Lo Zifio

nome italiano: ZIFIO

nome scientifico: Ziphius cavirostris, G. Cuvier 1823

inglese: Cuvier’s beaked whale

francese: Baleine de Cuvier

tedesco: Cuvier Schnabelwal

Lunghezza media: 6 m

Peso medio: 3000 kg

Classificazione: Ordine: Cetacea

                          sottordine Odontoceti

                          famiglia Ziphiidae

Alimentazione: Cefalopodi

Habitat: scarpata continentale (200-2000 m), canyon profondi

Curiosità: In mare la sua sagoma assomiglia a quella di una balenottera “in miniatura”

Abitudini: Piuttosto schivo, si trova spesso nel golfo di Genova

Minacce: Inquinamento acustico, catture accidentali nelle reti da pesca

Protezione: Convenzione di Barcellona, IUCN Red List (dati insufficienti per stabilire uno status)

Descrizione:

tra tutte le specie del Santuario, questa è rimasta, per certi aspetti, “misteriosa” più a lungo. Gli zifii venivano infatti avvistati molto raramente e le informazioni disponibili provenivano perlopiù da animali spiaggiati. Solo negli anni recenti si è scoperto che frequentano una zona abbastanza circoscritta, sopra i grandi canyon sottomarini che si trovano nel golfo di Genova.

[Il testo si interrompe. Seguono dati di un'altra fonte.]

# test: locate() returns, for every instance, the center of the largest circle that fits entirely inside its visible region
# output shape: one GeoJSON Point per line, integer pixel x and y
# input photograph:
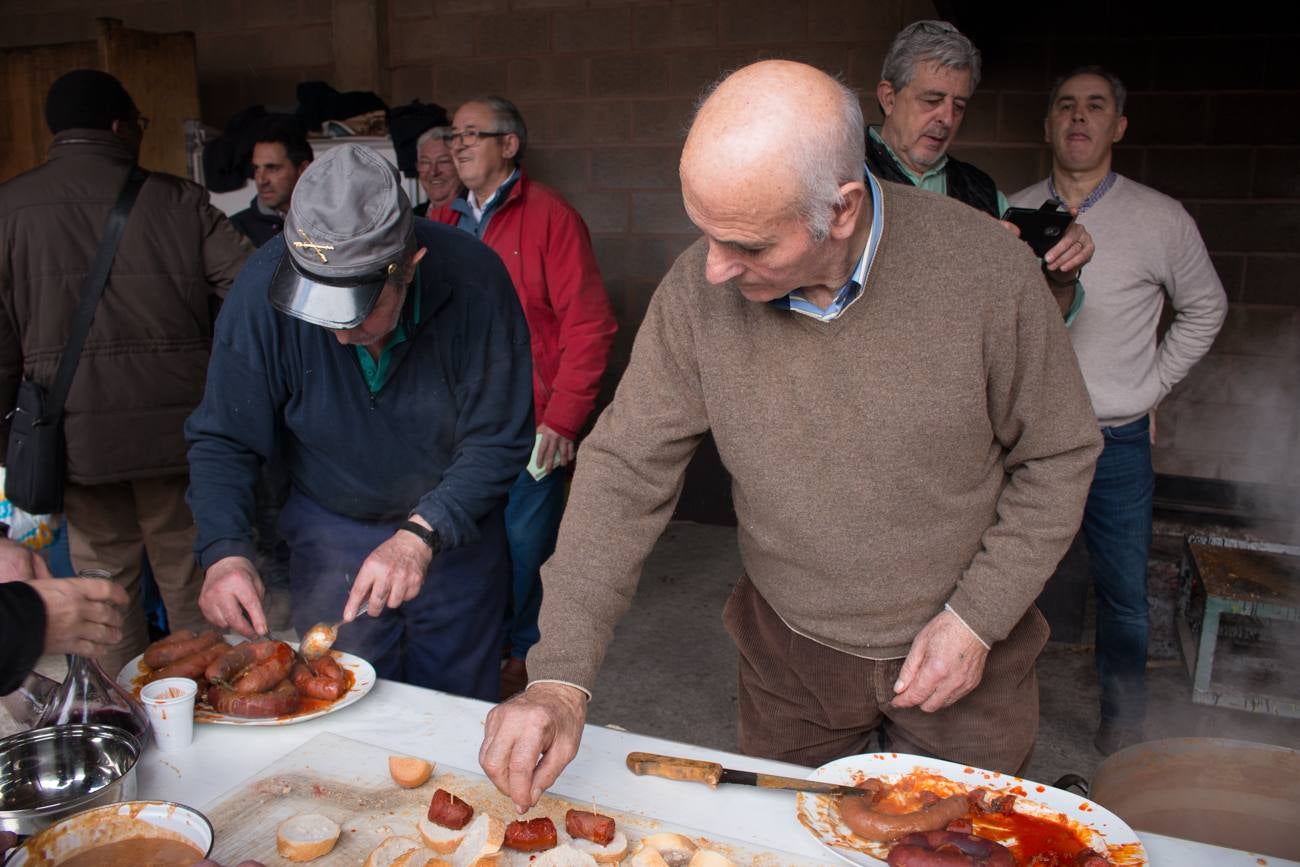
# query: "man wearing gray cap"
{"type": "Point", "coordinates": [389, 359]}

Vista in lontananza, in superficie, la sagoma è simile a quella di una balenottera, con una pinna dorsale arretrata e molto piccola rispetto al corpo. Sono però nettamente diverse le dimensioni, dal momento che lo zifio è molto più piccolo (circa un terzo di una balenottera adulta). In più la colorazione è molto variabile: i maschi sono grigi con la testa chiara, a volte bianca, mentre le femmine sono marroni – rossicce. Anche se sono descritti come timidi e schivi, degli zifii sono stati visti saltare fori dall’acqua, e avvicinarsi alle imbarcazioni.

Come i capodogli, anche gli zifii si nutrono di cefalopodi (calamari) per catturare i quali compiono immersioni prolungate e molto profonde; non a caso quindi prediligono zone con ripide scarpate e fondali alti.

Un fenomeno drammatico riguarda in particolare questa specie: in alcune occasioni i potenti sonar militari noti come LFAS e MFAS ne hanno addirittura ucciso interi branchi, causando agli sfortunati animali danni simili a quelli da decompressione.